Roger Moreira usa redes sociais para atacar Wagner MouraReprodução / Instagram/Instagram

Rio - Vocalista da banda Ultraje a Rigor e integrante do programa “The Noite”, do SBT, Roger Moreira tem usado as redes sociais para frequentemente atacar e ofender o protagonista de “O Agente Secreto”, Wagner Moura. Apoiador do ex-presidente Jair Bolsonaro, o músico critica, principalmente, o posicionamento político do ator.
Em seu perfil do X, antigo Twitter, Roger compartilhou um trecho de uma entrevista de Wagner, ao programa Roda Viva, da TV Cultura, em 2021. No vídeo, o ator não quis comentar uma frase do então presidente da Fundação Palmares, Sérgio Camargo, que atacava o filme “Marighella”, dirigido por ele. Na época, Bolsonaro era o presidente do Brasil.

“Eu não vou comentar. Eu não tenho nenhum respeito por nenhuma declaração que venha de qualquer pessoa que faça parte desse governo, nem desse cara, aquele outro cara da Secretaria de Cultura. Não vou comentar, porque não respeito. A gente precisa escolher os combates que a gente tem que combater. Eu não posso comentar uma frase dessas. Eu não consigo responder”, disse o ator.

Nesta segunda-feira (5), Roger compartilhou o trecho e escreveu: “Que babaca”. Após a repercussão de sua publicação, o músico voltou a falar sobre a fala de Wagner. “Pois é. Não vai comentar porque ‘não respeita esse governo’. Ou porque não tem argumentos. Fica fácil assim. E quem ele respeita? Esses mequetrefes que sustentam sua arte com nosso dinheiro. E mora em Los Angeles”, atacou.
O ataque, no entanto, não foi o único. Frequentemente, Roger tem usado suas redes sociais para ofender e criticar o ator, que concorre à categoria de "Melhor Ator em Filme de Drama" no Globo de Ouro e pode entrar na corrida para o Oscar com a produção “O Agente Secreto”.

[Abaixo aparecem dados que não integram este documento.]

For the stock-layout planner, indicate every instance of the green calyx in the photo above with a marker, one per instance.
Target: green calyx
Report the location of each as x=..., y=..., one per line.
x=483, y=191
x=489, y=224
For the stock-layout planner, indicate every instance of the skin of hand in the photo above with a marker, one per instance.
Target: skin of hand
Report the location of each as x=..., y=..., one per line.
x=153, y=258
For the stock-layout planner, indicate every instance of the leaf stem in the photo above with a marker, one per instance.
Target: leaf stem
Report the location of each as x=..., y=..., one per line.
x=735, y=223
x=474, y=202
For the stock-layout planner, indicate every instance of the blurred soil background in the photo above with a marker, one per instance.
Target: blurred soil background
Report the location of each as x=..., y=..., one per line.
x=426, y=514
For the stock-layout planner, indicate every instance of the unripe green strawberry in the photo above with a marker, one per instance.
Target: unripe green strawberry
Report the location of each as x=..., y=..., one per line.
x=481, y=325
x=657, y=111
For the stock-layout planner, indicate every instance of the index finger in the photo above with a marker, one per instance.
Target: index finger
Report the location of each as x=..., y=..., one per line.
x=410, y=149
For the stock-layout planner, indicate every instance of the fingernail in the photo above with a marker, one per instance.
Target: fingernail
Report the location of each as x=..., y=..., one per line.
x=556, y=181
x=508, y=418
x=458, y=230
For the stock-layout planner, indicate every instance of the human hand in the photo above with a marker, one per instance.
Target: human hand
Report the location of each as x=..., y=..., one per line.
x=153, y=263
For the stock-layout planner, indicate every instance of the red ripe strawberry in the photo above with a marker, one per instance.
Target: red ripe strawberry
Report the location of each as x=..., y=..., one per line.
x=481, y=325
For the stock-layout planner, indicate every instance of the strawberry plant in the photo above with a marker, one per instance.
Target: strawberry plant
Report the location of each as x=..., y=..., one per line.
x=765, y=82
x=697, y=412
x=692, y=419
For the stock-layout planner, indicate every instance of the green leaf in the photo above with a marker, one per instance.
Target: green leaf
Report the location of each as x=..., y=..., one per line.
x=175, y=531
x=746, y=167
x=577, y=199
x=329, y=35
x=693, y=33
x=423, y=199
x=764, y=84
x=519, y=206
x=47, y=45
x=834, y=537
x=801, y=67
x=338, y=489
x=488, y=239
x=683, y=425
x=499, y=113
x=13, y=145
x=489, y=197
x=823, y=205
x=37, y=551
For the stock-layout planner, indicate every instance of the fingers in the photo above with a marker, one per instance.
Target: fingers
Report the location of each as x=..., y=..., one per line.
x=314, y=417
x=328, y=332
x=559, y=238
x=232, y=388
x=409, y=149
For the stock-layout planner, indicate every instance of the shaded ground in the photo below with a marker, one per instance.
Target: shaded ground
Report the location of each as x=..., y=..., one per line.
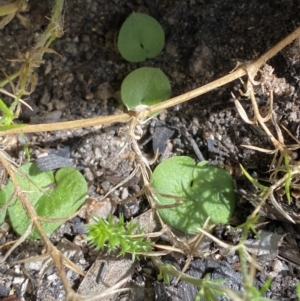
x=204, y=40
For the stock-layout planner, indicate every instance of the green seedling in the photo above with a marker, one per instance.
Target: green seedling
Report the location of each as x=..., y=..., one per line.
x=144, y=87
x=200, y=191
x=52, y=195
x=111, y=234
x=140, y=37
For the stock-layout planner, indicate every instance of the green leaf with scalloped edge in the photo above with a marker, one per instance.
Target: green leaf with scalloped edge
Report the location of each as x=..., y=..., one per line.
x=144, y=87
x=140, y=37
x=32, y=181
x=205, y=191
x=62, y=201
x=52, y=197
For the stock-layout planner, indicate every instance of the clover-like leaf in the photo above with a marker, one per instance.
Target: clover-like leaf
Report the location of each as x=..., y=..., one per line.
x=202, y=190
x=52, y=196
x=144, y=87
x=140, y=37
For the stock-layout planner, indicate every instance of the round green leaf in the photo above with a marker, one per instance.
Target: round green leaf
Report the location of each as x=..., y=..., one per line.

Nesta terça-feira (6), Roger compartilhou um trecho de uma entrevista de Wagner à revista americana “The Hollywood Reporter”, em que foi capa, onde diz ter sofrido censura no Brasil durante o governo de Jair Bolsonaro.

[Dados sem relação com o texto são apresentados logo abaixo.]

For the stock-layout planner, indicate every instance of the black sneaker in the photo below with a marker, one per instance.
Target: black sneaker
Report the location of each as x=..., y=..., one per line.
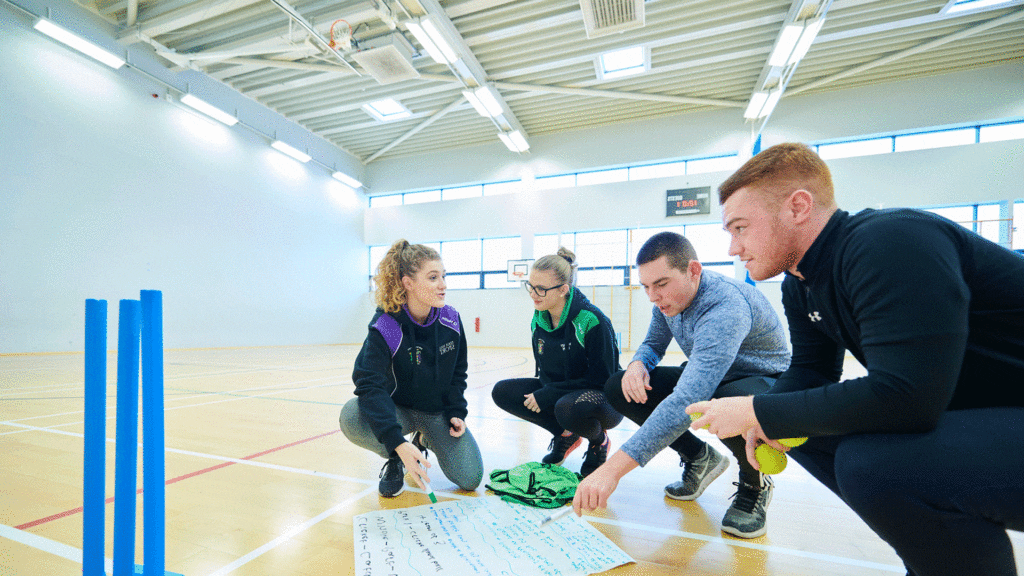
x=561, y=447
x=392, y=478
x=596, y=455
x=697, y=475
x=747, y=517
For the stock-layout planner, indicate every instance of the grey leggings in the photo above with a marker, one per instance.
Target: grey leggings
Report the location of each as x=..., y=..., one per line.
x=459, y=457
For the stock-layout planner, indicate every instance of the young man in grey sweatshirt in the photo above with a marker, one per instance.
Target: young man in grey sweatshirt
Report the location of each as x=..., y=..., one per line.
x=734, y=344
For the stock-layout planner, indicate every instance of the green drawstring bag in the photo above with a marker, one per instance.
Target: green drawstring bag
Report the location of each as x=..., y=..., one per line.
x=534, y=484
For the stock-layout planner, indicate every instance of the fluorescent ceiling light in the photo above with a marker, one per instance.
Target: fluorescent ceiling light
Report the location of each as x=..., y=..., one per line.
x=786, y=40
x=79, y=43
x=431, y=40
x=623, y=63
x=209, y=110
x=773, y=97
x=514, y=140
x=484, y=101
x=757, y=103
x=346, y=179
x=387, y=110
x=290, y=151
x=806, y=39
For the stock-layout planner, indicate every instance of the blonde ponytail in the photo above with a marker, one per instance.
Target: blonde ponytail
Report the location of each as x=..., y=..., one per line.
x=400, y=260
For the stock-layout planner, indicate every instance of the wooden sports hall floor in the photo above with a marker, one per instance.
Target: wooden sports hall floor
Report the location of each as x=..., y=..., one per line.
x=260, y=482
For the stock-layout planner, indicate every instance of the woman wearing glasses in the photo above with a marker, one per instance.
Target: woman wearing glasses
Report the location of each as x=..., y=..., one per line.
x=576, y=352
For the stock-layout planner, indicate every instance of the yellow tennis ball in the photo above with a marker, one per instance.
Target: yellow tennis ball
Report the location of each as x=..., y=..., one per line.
x=792, y=442
x=771, y=460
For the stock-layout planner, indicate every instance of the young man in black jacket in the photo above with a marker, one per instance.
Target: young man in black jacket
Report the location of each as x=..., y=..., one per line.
x=928, y=448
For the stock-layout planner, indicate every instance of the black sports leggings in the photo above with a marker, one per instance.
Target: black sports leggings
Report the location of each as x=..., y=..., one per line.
x=585, y=412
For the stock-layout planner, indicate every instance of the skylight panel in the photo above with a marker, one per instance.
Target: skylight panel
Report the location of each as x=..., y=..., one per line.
x=387, y=110
x=624, y=63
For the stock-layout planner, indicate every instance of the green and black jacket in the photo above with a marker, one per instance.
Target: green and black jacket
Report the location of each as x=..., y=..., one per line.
x=582, y=353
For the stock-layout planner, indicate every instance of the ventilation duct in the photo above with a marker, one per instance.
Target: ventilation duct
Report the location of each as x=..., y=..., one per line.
x=388, y=58
x=608, y=16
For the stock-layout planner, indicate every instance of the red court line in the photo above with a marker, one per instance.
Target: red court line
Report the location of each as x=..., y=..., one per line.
x=74, y=511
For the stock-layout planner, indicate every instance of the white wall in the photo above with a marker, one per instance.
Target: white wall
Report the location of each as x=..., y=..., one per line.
x=975, y=173
x=108, y=191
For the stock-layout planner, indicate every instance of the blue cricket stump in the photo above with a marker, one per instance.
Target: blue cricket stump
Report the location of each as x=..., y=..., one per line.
x=139, y=337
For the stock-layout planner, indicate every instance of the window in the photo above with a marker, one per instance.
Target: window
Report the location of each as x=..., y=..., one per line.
x=997, y=132
x=856, y=148
x=601, y=277
x=495, y=280
x=1018, y=231
x=389, y=200
x=989, y=223
x=376, y=255
x=463, y=255
x=548, y=182
x=496, y=189
x=462, y=192
x=958, y=214
x=462, y=281
x=657, y=170
x=421, y=197
x=602, y=249
x=729, y=270
x=710, y=241
x=941, y=138
x=721, y=164
x=498, y=252
x=603, y=176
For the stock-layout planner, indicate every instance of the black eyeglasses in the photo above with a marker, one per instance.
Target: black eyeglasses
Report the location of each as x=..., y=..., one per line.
x=542, y=292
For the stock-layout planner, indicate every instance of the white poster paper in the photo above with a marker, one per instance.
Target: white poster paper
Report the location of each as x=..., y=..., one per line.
x=478, y=536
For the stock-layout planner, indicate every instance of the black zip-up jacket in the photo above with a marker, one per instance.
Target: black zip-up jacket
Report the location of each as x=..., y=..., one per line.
x=416, y=366
x=934, y=312
x=581, y=354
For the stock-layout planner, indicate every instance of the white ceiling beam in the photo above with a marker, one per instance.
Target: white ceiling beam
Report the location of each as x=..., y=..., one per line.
x=295, y=15
x=670, y=40
x=505, y=121
x=615, y=94
x=967, y=33
x=186, y=15
x=131, y=12
x=327, y=68
x=440, y=114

“O Brasil, de 2018 a 2022, passou por um momento muito ruim. E quem se posicionou contra o que estava acontecendo sofreu muitas consequências. Eu mesmo dirigi um filme sobre um cara que foi o líder da luta armada no Brasil, um filme chamado ‘Marighella’, que estreou em Berlin, em 2019, e foi censurado no Brasil. Não como na ditadura, mas em uma censura cínica. Você inviabiliza o filme de ser lançado”, disse Wagner.
“Tentou inviabilizar. Muito diferente de jornalistas exilados e presos. Isso é censura, chupeta”, ofendeu Roger depois de compartilhar o trecho. Depois, o músico compartilhou uma foto em que o ator usa um boné azul com a escrita “vai se f*der, Trump”, em inglês, e criticou o ator mais uma vez.
“Aposto que cada um desses hipócritas apoiaria se Trump tirasse Bolsonaro do Brasil para prendê-lo. Aliás, não foi o Trump, mas apoiaram quem o fez”, escreveu Roger em uma publicação. “Que bom ele estar num país livre. Imagine se estivesse na Venezuela com um boné ‘vai se f*der, Maduro’. Ou no Brasil, com um boné ‘vai se f*der, ——-’”, completou em outro post.